The newly-released SME Finance Monitor found that six out of ten companies readily admit they know nothing about equity finance. But simply knowing what these avenues are is only half the battle, as entrepreneurs must accurately assess whether the time is right for their business.
In the entrepreneurial community there’s a common misconception that securing investment will be the springboard to scaling and eventual world domination. If your business idea is robust, surely a financial injection will propel you from start-up to unicorn? But deciding to seek funding is a seismic event in your company’s life, and while the billions invested in various companies make great headlines, the often-underreported reality is that the vast majority of young companies fail to secure investment.
Is your business ready to enter into this extensive, often turbulent process? And even if you decide that it is, are you prepared to make a strong enough case?
Timing is everything
Many entrepreneurs mistakenly believe that sooner is always better. But raising capital too early can prove costly, as it’s likely that early stage entrepreneurs will be forced to surrender more equity than they’d first envisaged. Is the extra funding worth relinquishing control over your company’s direction, as well as a sizable portion of profits?
At Central Working we usually advise our members that if they can sustain growth independently for the next six months, they should avoid entering into the funding process and reassess after this period. Your goal should also be to add as much value to your business before going out to investment. This will not only place you in a better negotiating position, it may also entice some of the more seasoned investors to the table.
Connections are key, build your network and don’t take the first offer that may seem right at the time only to wish you waited a few more months. It is not always about money, you need to find the right fit for your business and ensure that the person investing also adds more than just cash. As your business scales this will become more important, and taking cash just for the sake of it will seem a rushed decision. Hindsight is a wonderful thing, and sometimes it is too late to back out once you have already given too much away.
Assess your ambitions
A common trait of entrepreneurism is the desire to be your own boss and blaze your own path. Pursuing funding can infringe on these ambitions, as many investors will – quite rightly – expect a degree of influence on the business’ direction to assure a return on investment.
That said, bringing external financing can have benefits that go beyond the initial capital.
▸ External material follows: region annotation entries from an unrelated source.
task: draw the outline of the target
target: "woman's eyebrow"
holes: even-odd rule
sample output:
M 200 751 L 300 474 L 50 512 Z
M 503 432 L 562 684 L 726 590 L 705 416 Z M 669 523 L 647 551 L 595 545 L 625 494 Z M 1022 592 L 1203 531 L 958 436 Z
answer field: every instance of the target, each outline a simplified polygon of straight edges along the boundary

Many investors are seasoned entrepreneurs in their own right and can provide invaluable insight. Canny entrepreneurs who have established a robust proof of concept can afford to be selective and opt for investors with a record of success in their specific sector.
Surround yourself with good people, good people are key to any successful company and you need these people to help scale your idea at pace.
Making your case
If you decide to move forward with the investment process, you’ll need to put forward a strong case as to why an investor should see value in your business. This is often a time-consuming affair and can involve extended meetings, presentations and negotiations. Underpinning the entire process will be your business plan, and it’s crucial that you make this document as robust as possible. You need to transform an investor’s leap of faith into a confident step.
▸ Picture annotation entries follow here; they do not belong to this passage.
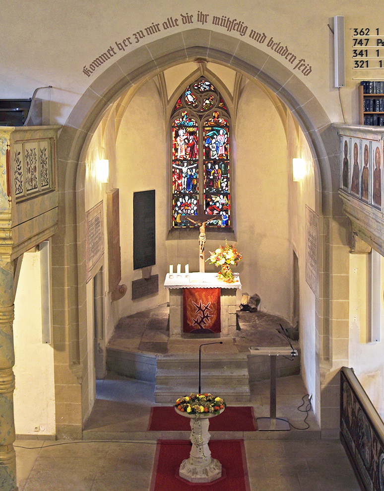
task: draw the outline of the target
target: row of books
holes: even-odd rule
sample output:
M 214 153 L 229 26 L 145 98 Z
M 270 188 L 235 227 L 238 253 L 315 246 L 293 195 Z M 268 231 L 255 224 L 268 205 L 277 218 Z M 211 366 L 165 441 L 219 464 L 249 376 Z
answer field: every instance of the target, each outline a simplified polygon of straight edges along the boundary
M 365 80 L 360 82 L 365 94 L 384 94 L 384 81 Z
M 363 111 L 365 113 L 384 112 L 384 99 L 364 97 L 363 101 Z
M 384 126 L 384 117 L 377 116 L 365 116 L 364 125 L 366 126 Z

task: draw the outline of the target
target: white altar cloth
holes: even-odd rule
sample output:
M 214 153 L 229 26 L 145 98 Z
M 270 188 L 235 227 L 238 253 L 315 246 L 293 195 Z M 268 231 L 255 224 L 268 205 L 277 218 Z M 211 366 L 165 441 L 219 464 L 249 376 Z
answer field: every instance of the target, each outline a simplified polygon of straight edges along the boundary
M 173 289 L 178 288 L 240 288 L 241 283 L 238 274 L 234 275 L 234 283 L 225 283 L 217 279 L 217 273 L 174 273 L 170 278 L 168 273 L 165 277 L 164 288 Z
The importance of market research can’t be overstated and you should know your customer better than you know your own mother. But don’t copy the market, build your own path and be bold and different. What are they doing now and why do they need you in their life? If you can’t demonstrate this within the safe confines of a business plan then how can investors have faith that you’ll have a handle on your market once you have the means to scale?
Know your exit. It is harsh at times but investors main focus is ROI so you will be pushed to look in other directions but be firm on your business, or your customer. Their sole priority is their money and how much they will get back. So realistically highlight what returns they can expect.
The numbers are the numbers. Make your forecasts believable and you should be able to confidently show potential investors how you’re going to hit those projections. Always give yourself a fall back, under promise and over deliver has done most businesses well and is a good guide for life. In reality, the large majority of growing businesses fail to immediately reach their most optimistic figures. Things never go to plan, but any decent investor will know this. A crystal clear vision and knowledge of the market will demonstrate that you’ve considered your approach carefully.
Above all, keep it simple. If you can’t easily express your vision then it’s going to be impossible to raise money. To clear confusion, find a friend or family member with little to no idea about your sector or technology. If they can grasp your basic business premise then you’re on the right track.
Ultimately only you can decide if seeking funding is right for you. It’s not a decision to take lightly, and even if you commit to pitching your business as a valuable commodity, there are no guarantees that the investor community will agree with you. But earning that valuable capital can turn your promising start-up into a thriving, scalable business. Just make sure that you’re making your case in the right way, at the right time. And I leave you with a final comment. Surround yourself with amazing mentors, they are key! Approach someone you trust or admire and learn from them as they are valuable sounding boards for your business.